Каток возле проруби замело, на ледяном куполе снежная шапка. По выдолбленной Ганей лесенке не взобраться: лед — снег, лед — снег… Все же я пробую вскарабкаться с лыжами в руках, но съезжаю. Я встаю на лыжи и еду дальше, к молоканке, где берег пологий и можно елочкой подняться к большаку.
Ветер набрасывается на меня, влетает под пальто, в валенки, швыряет в лицо большие колючие снежинки. Ну и холод наверху. А сил уж нет скользить тяжелыми охотничьими лыжами по глубокому снегу. На бугристых залысинах большака лыжи вовсе разъезжаются, и приходится делать шпагаты, как при построении физпирамиды.
— Да отвяжись ты, — прошу я ветер. Тот еще пуще начинает кружиться и посыпает меня снежной пылью. Лицо мокрое — ничего не видать. Но вот слышно, как Марта учуяла меня и ласково замычала: «Ничего, мальчик, ползимы прожили. Как-нибудь дотянем до тепла. Будешь встречать нас с Майкой на велосипеде. Му-у-у. Му-у-у. Ско-о-ро. Ско-о-о-ро».
Живая шуба
Иконов яр огорчил меня. Помешала метель. Но ведь в такую круговерть и должно случаться что-нибудь такое, необычное. Ничего не случилось. Икона мне не явилась — только замерз как цуцик.

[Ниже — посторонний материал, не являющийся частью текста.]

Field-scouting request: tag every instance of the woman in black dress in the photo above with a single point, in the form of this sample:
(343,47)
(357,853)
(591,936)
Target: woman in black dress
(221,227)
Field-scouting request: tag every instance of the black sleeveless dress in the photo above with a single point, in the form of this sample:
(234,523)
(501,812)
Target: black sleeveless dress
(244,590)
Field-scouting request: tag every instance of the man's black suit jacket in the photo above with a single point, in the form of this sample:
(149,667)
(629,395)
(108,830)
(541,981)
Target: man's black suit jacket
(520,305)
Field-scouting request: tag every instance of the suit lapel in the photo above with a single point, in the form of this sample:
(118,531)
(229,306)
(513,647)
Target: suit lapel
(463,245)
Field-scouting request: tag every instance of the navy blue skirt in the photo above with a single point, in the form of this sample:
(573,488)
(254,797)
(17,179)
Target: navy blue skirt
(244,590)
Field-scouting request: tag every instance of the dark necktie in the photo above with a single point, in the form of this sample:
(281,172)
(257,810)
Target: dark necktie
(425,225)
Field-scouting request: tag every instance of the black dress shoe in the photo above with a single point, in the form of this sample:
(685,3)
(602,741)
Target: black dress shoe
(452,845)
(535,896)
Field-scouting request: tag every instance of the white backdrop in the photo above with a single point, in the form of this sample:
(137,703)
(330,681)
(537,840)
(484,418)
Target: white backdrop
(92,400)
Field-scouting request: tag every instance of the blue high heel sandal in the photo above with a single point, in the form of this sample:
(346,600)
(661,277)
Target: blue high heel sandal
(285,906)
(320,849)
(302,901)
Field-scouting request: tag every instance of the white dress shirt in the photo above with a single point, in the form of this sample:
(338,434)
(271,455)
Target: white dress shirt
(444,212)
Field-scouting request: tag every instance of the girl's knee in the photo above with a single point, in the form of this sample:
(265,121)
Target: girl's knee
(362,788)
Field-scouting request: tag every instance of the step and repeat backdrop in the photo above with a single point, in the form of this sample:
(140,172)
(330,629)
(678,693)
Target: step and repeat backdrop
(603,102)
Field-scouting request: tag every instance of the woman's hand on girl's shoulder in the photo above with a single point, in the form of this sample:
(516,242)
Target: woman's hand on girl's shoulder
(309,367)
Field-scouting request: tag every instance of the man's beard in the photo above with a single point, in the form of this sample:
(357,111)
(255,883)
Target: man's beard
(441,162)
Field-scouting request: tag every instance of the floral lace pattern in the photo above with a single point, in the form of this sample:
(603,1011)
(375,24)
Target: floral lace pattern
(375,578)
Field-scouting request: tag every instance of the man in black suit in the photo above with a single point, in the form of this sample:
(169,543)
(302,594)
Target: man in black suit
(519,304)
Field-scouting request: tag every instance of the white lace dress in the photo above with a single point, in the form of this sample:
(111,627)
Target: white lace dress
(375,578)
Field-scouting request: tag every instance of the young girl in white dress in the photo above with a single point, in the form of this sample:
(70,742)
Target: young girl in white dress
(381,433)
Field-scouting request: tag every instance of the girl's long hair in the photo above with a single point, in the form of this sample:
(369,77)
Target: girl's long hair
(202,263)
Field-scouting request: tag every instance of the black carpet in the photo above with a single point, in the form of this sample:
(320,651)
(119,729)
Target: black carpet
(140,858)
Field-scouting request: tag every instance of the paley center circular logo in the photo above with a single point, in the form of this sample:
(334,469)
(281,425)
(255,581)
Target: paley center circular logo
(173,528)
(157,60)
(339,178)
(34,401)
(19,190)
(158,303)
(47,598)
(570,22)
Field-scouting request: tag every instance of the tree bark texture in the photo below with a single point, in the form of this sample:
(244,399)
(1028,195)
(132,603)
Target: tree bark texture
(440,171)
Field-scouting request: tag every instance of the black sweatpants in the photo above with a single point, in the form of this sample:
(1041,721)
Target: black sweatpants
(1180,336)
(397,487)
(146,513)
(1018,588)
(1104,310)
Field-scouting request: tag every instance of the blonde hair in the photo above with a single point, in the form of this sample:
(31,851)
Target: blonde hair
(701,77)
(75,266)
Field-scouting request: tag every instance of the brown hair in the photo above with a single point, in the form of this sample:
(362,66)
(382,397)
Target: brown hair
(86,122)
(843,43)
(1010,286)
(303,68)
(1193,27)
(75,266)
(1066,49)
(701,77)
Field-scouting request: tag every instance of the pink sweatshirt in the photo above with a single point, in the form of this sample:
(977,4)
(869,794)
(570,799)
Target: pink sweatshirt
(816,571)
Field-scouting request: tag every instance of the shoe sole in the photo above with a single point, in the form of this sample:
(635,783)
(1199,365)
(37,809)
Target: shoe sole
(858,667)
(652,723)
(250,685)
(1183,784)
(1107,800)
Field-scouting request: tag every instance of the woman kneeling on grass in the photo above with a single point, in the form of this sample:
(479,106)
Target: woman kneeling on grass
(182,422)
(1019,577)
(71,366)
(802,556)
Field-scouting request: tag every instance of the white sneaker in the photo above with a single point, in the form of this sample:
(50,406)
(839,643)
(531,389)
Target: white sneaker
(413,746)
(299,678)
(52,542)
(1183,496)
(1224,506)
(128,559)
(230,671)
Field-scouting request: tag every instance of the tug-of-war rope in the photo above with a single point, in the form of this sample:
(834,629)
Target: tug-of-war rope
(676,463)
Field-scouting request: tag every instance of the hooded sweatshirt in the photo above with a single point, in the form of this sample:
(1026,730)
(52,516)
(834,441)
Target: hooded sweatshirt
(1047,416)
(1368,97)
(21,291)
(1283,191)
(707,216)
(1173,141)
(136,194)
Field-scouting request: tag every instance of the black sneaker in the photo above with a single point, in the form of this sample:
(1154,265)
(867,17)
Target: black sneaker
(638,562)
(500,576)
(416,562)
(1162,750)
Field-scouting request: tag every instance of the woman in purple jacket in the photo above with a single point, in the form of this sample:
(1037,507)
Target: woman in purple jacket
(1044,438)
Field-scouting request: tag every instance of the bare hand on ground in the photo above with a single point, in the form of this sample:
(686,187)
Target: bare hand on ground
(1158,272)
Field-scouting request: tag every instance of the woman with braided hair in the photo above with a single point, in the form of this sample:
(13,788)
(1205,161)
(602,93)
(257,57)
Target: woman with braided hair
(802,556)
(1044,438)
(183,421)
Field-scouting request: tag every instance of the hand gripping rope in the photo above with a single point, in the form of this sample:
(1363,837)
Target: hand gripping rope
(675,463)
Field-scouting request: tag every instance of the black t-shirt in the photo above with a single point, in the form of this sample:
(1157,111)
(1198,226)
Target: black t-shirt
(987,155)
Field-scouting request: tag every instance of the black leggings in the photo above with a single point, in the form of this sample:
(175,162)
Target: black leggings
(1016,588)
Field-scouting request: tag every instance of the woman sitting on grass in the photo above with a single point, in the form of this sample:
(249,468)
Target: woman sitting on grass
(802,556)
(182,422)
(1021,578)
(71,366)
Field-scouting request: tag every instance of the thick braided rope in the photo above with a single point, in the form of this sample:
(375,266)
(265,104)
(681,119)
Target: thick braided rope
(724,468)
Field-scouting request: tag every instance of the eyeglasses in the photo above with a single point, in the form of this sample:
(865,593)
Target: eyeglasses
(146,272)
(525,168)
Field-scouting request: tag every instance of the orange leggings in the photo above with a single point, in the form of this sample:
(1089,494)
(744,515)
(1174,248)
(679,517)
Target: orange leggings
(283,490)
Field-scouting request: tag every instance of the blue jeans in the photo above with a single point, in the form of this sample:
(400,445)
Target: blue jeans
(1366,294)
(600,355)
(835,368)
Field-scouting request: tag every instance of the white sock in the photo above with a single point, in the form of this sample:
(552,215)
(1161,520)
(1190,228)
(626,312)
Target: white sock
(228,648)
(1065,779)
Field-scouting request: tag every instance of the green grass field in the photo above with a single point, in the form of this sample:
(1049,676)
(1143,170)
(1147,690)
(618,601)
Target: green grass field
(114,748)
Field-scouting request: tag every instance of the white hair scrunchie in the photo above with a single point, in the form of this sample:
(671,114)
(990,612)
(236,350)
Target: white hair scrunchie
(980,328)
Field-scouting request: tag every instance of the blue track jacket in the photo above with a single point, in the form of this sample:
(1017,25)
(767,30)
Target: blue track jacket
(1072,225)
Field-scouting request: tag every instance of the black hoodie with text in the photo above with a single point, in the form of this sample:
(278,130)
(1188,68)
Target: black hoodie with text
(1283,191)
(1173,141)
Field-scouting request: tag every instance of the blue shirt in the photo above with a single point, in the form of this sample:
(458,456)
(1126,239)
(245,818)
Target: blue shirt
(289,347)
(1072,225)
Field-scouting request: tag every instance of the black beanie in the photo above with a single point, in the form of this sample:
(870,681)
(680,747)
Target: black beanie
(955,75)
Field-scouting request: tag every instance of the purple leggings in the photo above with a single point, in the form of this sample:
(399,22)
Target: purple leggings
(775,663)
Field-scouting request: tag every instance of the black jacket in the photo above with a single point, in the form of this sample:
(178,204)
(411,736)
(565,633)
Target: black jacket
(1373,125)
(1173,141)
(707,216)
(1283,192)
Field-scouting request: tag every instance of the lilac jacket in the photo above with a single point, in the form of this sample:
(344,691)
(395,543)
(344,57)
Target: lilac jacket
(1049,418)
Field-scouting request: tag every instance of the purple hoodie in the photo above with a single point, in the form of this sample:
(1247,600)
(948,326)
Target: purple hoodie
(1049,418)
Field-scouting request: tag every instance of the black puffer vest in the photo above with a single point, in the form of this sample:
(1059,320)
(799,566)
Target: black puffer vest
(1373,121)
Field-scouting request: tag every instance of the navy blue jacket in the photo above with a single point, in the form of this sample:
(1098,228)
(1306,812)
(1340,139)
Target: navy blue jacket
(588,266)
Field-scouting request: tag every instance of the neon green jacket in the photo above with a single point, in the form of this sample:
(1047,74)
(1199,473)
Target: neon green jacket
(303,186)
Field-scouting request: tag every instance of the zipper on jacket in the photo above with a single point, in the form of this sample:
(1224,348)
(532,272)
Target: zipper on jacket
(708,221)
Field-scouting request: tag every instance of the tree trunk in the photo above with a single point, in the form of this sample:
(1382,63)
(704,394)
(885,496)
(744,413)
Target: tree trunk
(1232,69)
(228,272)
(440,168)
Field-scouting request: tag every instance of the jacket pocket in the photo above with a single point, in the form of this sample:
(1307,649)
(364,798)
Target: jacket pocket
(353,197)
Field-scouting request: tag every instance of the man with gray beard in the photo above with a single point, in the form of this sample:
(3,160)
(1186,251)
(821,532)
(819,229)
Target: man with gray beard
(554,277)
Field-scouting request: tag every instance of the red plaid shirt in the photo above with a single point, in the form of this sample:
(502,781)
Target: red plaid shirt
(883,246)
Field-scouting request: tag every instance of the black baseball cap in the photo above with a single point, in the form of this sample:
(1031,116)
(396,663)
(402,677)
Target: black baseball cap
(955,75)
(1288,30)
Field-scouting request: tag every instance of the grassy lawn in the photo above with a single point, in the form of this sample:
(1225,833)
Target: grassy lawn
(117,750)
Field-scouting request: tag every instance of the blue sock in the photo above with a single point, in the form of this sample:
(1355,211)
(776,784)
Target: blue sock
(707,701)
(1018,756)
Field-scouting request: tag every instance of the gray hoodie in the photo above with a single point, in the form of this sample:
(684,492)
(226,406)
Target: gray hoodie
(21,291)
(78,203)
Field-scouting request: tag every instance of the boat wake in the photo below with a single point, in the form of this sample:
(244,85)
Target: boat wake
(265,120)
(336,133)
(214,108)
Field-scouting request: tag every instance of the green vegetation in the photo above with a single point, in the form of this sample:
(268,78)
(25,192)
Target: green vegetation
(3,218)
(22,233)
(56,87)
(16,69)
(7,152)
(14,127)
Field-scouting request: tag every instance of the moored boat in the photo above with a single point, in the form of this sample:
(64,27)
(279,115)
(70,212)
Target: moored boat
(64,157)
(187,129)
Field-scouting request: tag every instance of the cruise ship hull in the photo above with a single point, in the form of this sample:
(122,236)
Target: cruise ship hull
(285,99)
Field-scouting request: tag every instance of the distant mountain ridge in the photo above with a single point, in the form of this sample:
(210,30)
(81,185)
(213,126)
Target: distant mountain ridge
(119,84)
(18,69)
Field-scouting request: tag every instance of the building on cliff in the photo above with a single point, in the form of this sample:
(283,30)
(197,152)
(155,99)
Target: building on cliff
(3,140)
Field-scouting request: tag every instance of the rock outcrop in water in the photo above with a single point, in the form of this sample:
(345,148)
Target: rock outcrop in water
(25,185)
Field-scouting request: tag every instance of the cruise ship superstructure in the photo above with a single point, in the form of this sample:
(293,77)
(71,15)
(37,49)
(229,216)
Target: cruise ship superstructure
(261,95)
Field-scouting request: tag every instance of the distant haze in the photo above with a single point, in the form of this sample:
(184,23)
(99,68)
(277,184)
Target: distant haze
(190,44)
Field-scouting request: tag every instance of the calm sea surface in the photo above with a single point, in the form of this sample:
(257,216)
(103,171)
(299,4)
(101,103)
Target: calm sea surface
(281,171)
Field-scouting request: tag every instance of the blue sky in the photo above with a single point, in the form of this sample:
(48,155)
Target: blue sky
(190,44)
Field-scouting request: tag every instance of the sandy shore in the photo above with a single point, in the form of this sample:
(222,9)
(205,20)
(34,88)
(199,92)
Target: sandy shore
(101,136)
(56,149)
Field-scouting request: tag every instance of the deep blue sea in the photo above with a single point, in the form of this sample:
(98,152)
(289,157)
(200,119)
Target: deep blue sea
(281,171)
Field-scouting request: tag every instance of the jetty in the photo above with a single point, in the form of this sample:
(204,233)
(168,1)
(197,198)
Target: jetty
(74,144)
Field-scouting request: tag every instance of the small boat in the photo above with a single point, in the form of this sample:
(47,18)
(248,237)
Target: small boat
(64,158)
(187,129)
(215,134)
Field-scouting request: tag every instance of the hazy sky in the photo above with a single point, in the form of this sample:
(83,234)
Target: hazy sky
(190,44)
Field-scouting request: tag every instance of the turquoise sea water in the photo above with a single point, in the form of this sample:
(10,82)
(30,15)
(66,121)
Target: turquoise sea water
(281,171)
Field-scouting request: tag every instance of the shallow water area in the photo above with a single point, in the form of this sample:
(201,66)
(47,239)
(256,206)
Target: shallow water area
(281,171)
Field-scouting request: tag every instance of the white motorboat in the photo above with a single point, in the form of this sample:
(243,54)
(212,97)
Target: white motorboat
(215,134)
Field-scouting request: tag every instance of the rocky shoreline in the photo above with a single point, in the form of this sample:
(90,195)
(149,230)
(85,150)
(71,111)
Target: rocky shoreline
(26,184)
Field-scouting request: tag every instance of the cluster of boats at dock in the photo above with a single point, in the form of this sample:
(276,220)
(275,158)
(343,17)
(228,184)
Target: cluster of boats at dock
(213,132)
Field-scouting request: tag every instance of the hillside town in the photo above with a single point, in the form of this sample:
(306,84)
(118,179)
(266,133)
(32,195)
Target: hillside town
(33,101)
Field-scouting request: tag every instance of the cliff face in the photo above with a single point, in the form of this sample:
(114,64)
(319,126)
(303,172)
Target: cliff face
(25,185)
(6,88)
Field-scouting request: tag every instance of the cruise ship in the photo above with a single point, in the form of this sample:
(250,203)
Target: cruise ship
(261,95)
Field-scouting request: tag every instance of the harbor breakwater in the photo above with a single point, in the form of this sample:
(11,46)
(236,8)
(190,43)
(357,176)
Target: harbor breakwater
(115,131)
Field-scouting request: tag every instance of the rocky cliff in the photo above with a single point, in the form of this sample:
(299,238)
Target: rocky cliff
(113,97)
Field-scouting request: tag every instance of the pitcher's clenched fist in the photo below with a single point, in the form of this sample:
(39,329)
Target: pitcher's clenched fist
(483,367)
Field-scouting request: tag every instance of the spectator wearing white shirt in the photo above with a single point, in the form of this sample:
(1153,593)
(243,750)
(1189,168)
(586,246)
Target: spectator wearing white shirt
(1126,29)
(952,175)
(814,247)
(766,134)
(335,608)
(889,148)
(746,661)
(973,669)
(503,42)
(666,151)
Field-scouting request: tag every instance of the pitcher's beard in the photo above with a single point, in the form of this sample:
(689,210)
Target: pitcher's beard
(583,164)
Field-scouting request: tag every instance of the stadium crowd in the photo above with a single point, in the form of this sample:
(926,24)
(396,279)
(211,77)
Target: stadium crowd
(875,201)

Но что это? У нашей избы — розвальни. Дым из трубы какой-то праздничный, во дворе распряженные сани. Вот оно что! И как же я забыл? Сегодня вся родня будет встречать старый Новый год. Святки! Ребятня пойдет по домам славить.
Дверка на чердаке открыта. Из-под нее свесилась березовая ветка, сухие листья, как жестянки, скребутся друг о друга. На снегу бурые листья кажутся по-весеннему зелеными.
Из сенок вынесли пучки трав и банные веники. С ларя убрали войлоки, душегрейки, валенки. У двери чьи-то здоровенные катанки в чунях. Травновская родня: у них мода на чуни. Озерники. За дверью — громкий разговор. В избу не войдешь: дверь прижата холодным тулупом. Пахнет печеным, вареным, жареным. Тетя Лиза с бабушкой хлопочут у печки, двигают ухватом горшки, чугунки, противни. Клацают вафельницы. Если до вафлей дошло дело, то быть большому пиру.
Когда Рая и Лида прибежали из школы, я уже перезнакомился со всей родственной оравой мальчишек и девчонок.
Все хотели быть ряжеными. Губная помада, печная сажа, мох, оставшийся с весны, пакля, вывернутые наизнанку овчинные шубы, старые сарафаны, поневы — все шло на ряжение.
Взрослые перед пиром вели степенные разговоры, устанавливали забытые родственные связи, вздыхали по умершим, радовались крестинам и свадьбам. Из Травнова и Гагарья, из Казанки, Ильинки и Зимихи понаехала родня. Без приглашения, по заведенному порядку: самый что ни на есть праздник справляется у Селезневых. Малаховы, Травновы, Каргаполовы, Дроновы, Селезневы, Селезневы…
В деревне не заведено, чтобы ребятня крутилась возле взрослых и канючила со стола шаньги, пироги, пряники. С застольными угощениями нас отправили в свободную избу.
Сегодня допоздна можно славить. Я вырядился в рязанскую бабу. К животу привязал подушку, напялил полуцыганское платье с оборками, раскосматил на голове серую паклю, подвязался платком. Помадой намалевал щеки, сажей подвел глаза.
Все осмотрели друг друга, подкрасились, подчепурились, взяли для зачина по прянику. Пряники только что были сняты с листов. Полумесяцем выдавлены стаканом, сверху почирканы ножом и посахарены.
Развеселая гурьба ряженых ввалилась к Реневым, пропустив впереди себя белого ягненка из пара. Федька испугался черта и закричал маму. Рая в вывороченном полушубке, кривляясь, корчила рожи. «Рязанская баба» устыдила трусишку — узнав мой голос, Комар успокоился.
Все вразнобой стали славить:
— Хозяин с хозяюшкой, примайте гостей с разных волостей.
Кто там шатается по дороге? Петро Ренев идет с тещиных блинов. Свора нечистых закружила его, повалила в снег. Нелегко отделаться от ряженых.